Pinnipeds: Hooded and Bearded Seals

Hooded seal pup
Most of the species of seal found in the waters of the North Atlantic are roughly the size of harbour seals, with full-grown males measuring about 160 cm (5' 3") in length, and weighing around 120 kg (265 lbs); females, of course, are somewhat smaller. Of the three species that are significantly larger than this, the biggest of all are the hooded seals (Cystophora cristata). While not a patch on the largest seals of the Pacific, with males up to 270 cm (8'9") and weighting around 300 kg (660 lbs), they're still pretty hefty.

Hooded seals live relatively far north in the Atlantic, spending most of their time in cold waters northward from Nova Scotia to the coasts of Greenland and Iceland, and some of the remote islands that lie to the north of Europe. They are known to have four, relatively small geographic areas in which they do their breeding - the Gulf of Saint Lawrence, off the north coast of Newfoundland, the Davis Strait between Greenland and Baffin Island, and around Jan Mayen island east of Greenland. Although these appear to be quite distinct, there is no evidence of any significant genetic difference between the populations, and hence, no recognised subspecies of the animal.

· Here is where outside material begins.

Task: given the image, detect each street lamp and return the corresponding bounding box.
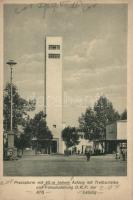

This may be in part because the seals do travel quite considerable distances out to sea during the non-breeding season, regularly being away form home for over a month at a time. While most do seem to return to the place of their birth, there is surely plenty of opportunity for intermixing. In fact, there have been occasions when hooded seals have been spotted much further south than we'd normally expect; they can reach Florida, Portugal, and the Beaufort Sea north of Alaska without too much difficulty. In 1990, one female was apparently spotted in, of all places, San Diego... which would suggest that she was, really, really lost.

Unlike other local seals, a large portion of their diet consists not of fish, but of squid, although, especially in the summer months, they also favour cod, redfish, and halibut. While cod is quite a common food item for seals, being large, hooded seals tend to go for older, and larger, cod than their neighbours do, which, particularly following the collapse of Canadian cod stocks, does tend to bring them into conflict with human fishermen, to the seals' general detriment.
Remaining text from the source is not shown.